We initially submitted a Cross-Servicing Dispute (CSD) challenging the referral of the debt to Treasury based on the defective notice sent to the defunct business address. Despite overwhelming evidence proving a violation of the Client's Due Process rights, the SBA still rejected the CSD. As a result, an Appeals Petition was filed with the SBA Office of Hearings & Appeals (OHA) Court challenging the SBA decision and its certification the debt was legally enforceable in the amount claimed. After several months of litigation before the SBA OHA Court, our Firm Attorney successfully negotiated an Offer in Compromise (OIC) Term Workout with the SBA Supervising Trial Attorney for $82,000 spread over a term of 74 months at a significantly reduced interest rate saving the Client an estimated $241,000 in Treasury collection fees, accrued interest (contract interest rate and Current Value of Funds Rate (CVFR)), and the PCA contingency fee.

$150,000 SBA 7A LOAN – NEGOTIATED WORKOUT AGREEMENT

$150,000 SBA 7A LOAN – NEGOTIATED WORKOUT AGREEMENT

Client’s small business obtained an SBA 7(a) loan for $150,000.  He and his wife signed personal guarantees and pledged their home as collateral. The SBA loan went into default, the term or maturity date was accelerated and demand for payment of the entire amount claimed was made.  The SBA lender’s note gave it the right to adjust the default interest rate from 7.25% to 18% per annum. The business filed for Chapter 11 bankruptcy but was dismissed after 3 years due to its inability to continue with payments under the plan. Clients wanted to file for Chapter 7 bankruptcy, which would have been a mistake as their home had significant equity to repay the SBA loan balance in full as the Trustee would likely seize and sell the home to repay the secured and unsecured creditors. However, the SBA lender opted to pursue the SBA 7(a) Guaranty and subsequently assigned the loan and the right to enforce collection to the SBA. Clients then received the SBA Official 60-Day Notice and hired the Firm to respond to it and negotiate on their behalf.
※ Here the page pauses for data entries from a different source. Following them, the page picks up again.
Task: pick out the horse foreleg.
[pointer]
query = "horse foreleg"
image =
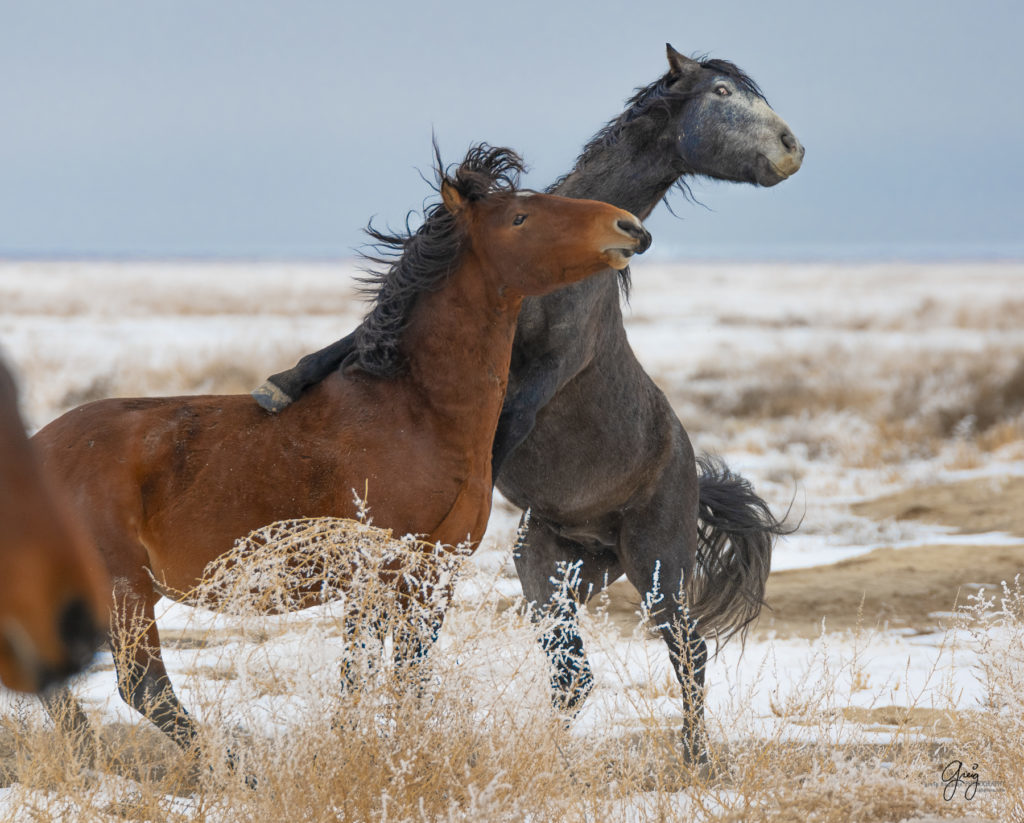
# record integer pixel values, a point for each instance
(142, 680)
Clients disputed the SBA’s alleged balance of $148,000, as several payments made to the SBA lender during the Chapter 11 reorganization were not accounted for. To challenge the SBA’s claimed debt balance, the Firm Attorneys initiated expedited discovery to obtain government records. SBA records disclosed the true amount owed was about $97,000. Moreover, because the Clients’ home had significant equity, they were not eligible for an Offer in Compromise or an immediate Release of Lien for Consideration, despite being incorrectly advised by non-attorney consulting companies that they were. Instead, our Firm Attorneys recommended a Workout of $97,000 spread over a lengthy term and a waiver of the applicable interest rate making the monthly payment affordable. After back and forth negotiations, SBA approved the Workout proposal, thereby saving the home from imminent foreclosure and reducing the Clients' liability by nearly $81,000 in incorrect principal balance, accrued interest, and statutory collection fees.